A surprising relation between double exchange and Heisenberg model spectra: Application to half-doped manganites

TL;DR

This paper demonstrates that spectra from double exchange and Heisenberg models are analytically identical in half-doped manganites, complicating the identification of the correct physical model despite different underlying physics.

Contribution

It reveals the spectral equivalence of two different models for Zener polarons, challenging the ability to distinguish the correct physical description from spectral data alone.

Findings

Spectra from both models are analytically identical.

The model spectrum accurately matches ab initio calculations.

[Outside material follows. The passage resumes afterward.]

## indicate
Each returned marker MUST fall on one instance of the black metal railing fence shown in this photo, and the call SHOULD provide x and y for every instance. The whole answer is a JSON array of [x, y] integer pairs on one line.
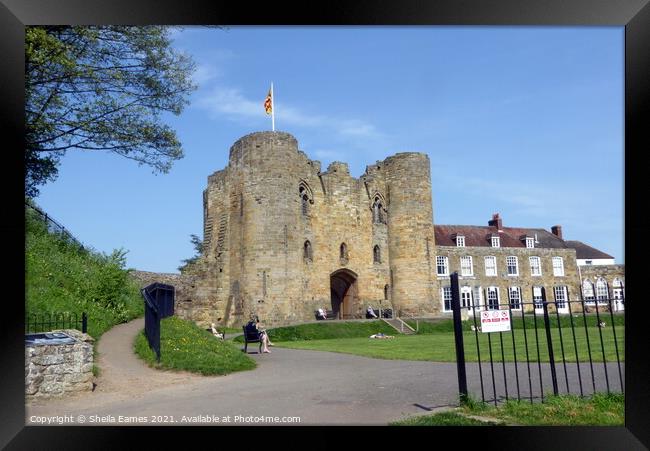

Wavefunction analysis does not decisively favor one model.

Abstract

The Zener polarons recently found in half-doped manganites are usually seen as mixed valence entities ruled by a double exchange Hamiltonian involving only correlated electrons of the metals. They can however be considered as ferrimagnetic local units if the holes are localized on the bridging oxygen atoms as implicitely suggested by recent mean-field it ab initio calculations. In the latter case, the physics is ruled by a Heisenberg Hamiltonian involving magnetic oxygen bridges. This paper shows that the spectra resulting from the resolution of both models are analytically identical. This single resulting model spectrum accurately reproduces the spectrum of Zener polarons in Pr0.6Ca0.4MnO3 manganite studied by means of explicitely correlated ab initio calculations. Since the physics supported by each model are different, the analysis of the exact Hamiltonian ground state wave function should a priori enables one to determine the most appropriate model. It will be shown that neither the spectrum nor the wavefunction analysis bring any decisive arguments to settle the question. Such undecidability would probably be encountered in experimental information.